Tools and criteria
The main tool we used for the model generation is R. We use the step-wise regression tool in R that uses the AIC (Akaike Information Criteria). To apply AIC in practice, we start with a set of candidate models, and then find the models’ corresponding AIC values. There will almost always be information lost due to using a candidate model to represent the “true” model (i.e. the process that generates the data). We wish to select, from among the candidate models, the model that minimizes the information loss. We cannot choose with certainty, but we can minimize the estimated information loss. The preferred model is the one with the lowest AIC
We will also take into account the R-squared value of the model as well as the p-value of the variables (The smaller the p-value, the larger the significance of the variable.)

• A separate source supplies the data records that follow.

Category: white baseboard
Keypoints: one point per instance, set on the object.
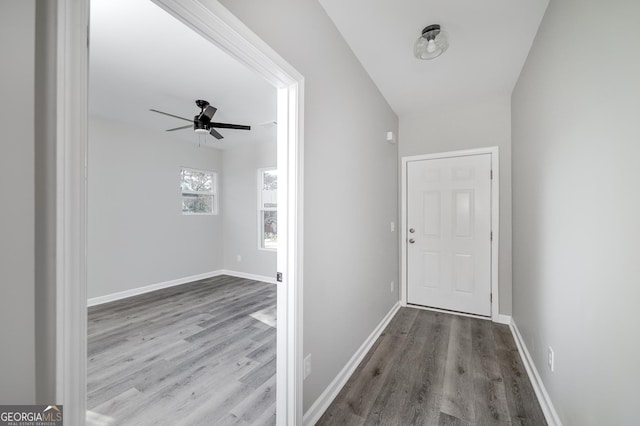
(503, 319)
(159, 286)
(325, 399)
(549, 411)
(263, 278)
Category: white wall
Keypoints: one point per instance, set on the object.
(240, 208)
(350, 184)
(137, 233)
(476, 124)
(576, 204)
(17, 186)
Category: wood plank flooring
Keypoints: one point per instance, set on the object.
(201, 353)
(432, 368)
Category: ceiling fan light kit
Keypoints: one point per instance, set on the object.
(432, 43)
(202, 123)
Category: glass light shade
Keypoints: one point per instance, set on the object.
(431, 44)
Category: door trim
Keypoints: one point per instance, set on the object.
(495, 219)
(221, 27)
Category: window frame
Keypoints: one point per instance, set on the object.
(262, 210)
(213, 193)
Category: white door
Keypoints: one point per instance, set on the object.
(449, 233)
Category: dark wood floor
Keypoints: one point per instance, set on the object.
(199, 353)
(431, 368)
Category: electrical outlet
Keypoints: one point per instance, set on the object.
(307, 366)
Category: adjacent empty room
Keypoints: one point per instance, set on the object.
(182, 219)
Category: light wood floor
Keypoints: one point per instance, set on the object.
(430, 368)
(196, 354)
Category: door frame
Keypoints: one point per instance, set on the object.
(212, 20)
(495, 220)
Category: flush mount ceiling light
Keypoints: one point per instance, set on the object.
(431, 43)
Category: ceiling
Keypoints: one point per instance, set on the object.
(488, 43)
(142, 58)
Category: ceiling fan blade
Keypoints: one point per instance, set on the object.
(180, 128)
(208, 113)
(229, 126)
(215, 134)
(170, 115)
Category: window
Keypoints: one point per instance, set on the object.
(199, 191)
(268, 208)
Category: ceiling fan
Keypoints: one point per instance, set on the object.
(202, 122)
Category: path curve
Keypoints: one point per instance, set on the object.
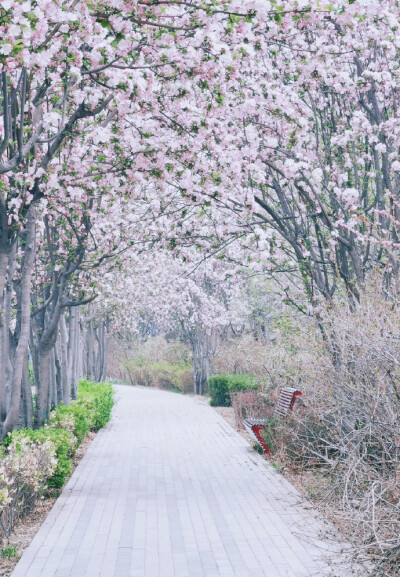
(169, 489)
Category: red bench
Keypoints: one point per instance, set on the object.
(285, 403)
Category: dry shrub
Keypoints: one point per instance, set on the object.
(155, 362)
(348, 428)
(24, 470)
(161, 375)
(344, 435)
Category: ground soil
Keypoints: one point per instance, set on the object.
(27, 528)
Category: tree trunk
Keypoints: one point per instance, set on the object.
(23, 321)
(64, 361)
(27, 399)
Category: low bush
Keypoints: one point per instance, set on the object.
(221, 387)
(33, 460)
(25, 467)
(64, 444)
(98, 400)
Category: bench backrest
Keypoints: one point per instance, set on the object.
(286, 401)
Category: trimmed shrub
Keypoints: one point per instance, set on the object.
(221, 387)
(73, 418)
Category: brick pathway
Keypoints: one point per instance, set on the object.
(169, 489)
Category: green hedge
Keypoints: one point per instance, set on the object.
(221, 386)
(69, 425)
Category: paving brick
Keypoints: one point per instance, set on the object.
(169, 489)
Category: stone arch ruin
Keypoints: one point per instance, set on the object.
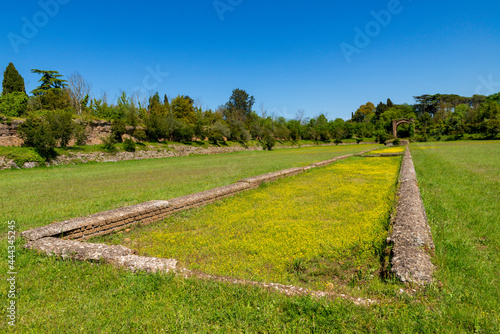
(397, 122)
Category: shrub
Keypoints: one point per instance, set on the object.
(118, 129)
(129, 145)
(268, 141)
(14, 104)
(37, 133)
(25, 156)
(159, 126)
(183, 132)
(80, 134)
(62, 125)
(140, 135)
(108, 143)
(218, 132)
(421, 138)
(381, 137)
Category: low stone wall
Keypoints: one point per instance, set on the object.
(118, 219)
(412, 238)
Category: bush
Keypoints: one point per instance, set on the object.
(218, 132)
(80, 134)
(118, 129)
(37, 133)
(381, 137)
(268, 141)
(20, 158)
(140, 135)
(129, 145)
(183, 132)
(14, 104)
(62, 125)
(108, 143)
(421, 138)
(159, 127)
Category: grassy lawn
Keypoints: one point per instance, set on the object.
(460, 184)
(42, 195)
(318, 229)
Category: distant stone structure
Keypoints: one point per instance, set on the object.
(397, 122)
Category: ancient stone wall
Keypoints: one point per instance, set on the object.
(411, 237)
(95, 131)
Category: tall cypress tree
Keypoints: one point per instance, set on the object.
(12, 81)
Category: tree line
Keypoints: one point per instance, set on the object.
(52, 106)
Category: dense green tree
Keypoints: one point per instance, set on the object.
(363, 112)
(62, 125)
(50, 80)
(239, 106)
(13, 104)
(182, 108)
(155, 106)
(12, 81)
(51, 92)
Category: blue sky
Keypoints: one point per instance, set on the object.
(288, 54)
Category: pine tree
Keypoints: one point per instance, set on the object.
(50, 81)
(166, 104)
(12, 81)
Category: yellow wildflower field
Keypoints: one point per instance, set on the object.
(396, 149)
(286, 229)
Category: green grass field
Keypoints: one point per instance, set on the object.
(319, 229)
(40, 196)
(460, 185)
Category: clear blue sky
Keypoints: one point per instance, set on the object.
(287, 54)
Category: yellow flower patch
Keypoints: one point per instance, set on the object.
(333, 213)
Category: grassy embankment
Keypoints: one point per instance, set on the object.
(460, 185)
(20, 155)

Regression results using the variables as the estimators
Example of the dartdrop property
The dartdrop test measures the puncture resistance of the polymer film. We 4 linear regression model using our variables as an estimator. The variables of interest were automatically chosen using the step-wise regression.
We need to compromise between a good R-squared and the least number of variables. So we will keep the 2 models in red. We can also notice that we don’t necessarily have the same variables in the 2 models chosen. The fact that all these variables have close relative importance is showing up here.
Cross-validation
Let’s know look at the cross validation results of these 2 models. We used a 2-fold cross validation. The initial sample is randomly partitioned in 2 sets: fold 1 and 2. We then train on fold 1 and test on fold 2, followed by training on fold 2 and testing on fold 1.
The first model (dartdrop ~ Lsaxs+da+dac+famd ) shows better results at the cross validation than the second one (dartdrop ~ dac + Hermans + LAR + dc). But knowing that we have a really small data-set (18 samples), we can’t use the 2-fold cross validation results as a decisive criteria. We decide to keep the predictive model dartdrop ~ dac + Hermans + LAR + dc for now. We can also observe the relative importance of each predictor in this model.
We did the same thing with the tear test mechanical properties (elmendorf TD and elmendorf MD). But the results will not be discussed in this post.
Regression results using the PCs as estimators
We then decide to generate some other prediction models using the PCs as estimators. The question is how many components do we need to use to get the best fit possible. We decided to generate several models while increasing the number of components.
For all 3 mechanical properties, we can settle for a Rsquared close to 0.90. And in the 3 cases, we will need at least 5 principal components in the predictive model.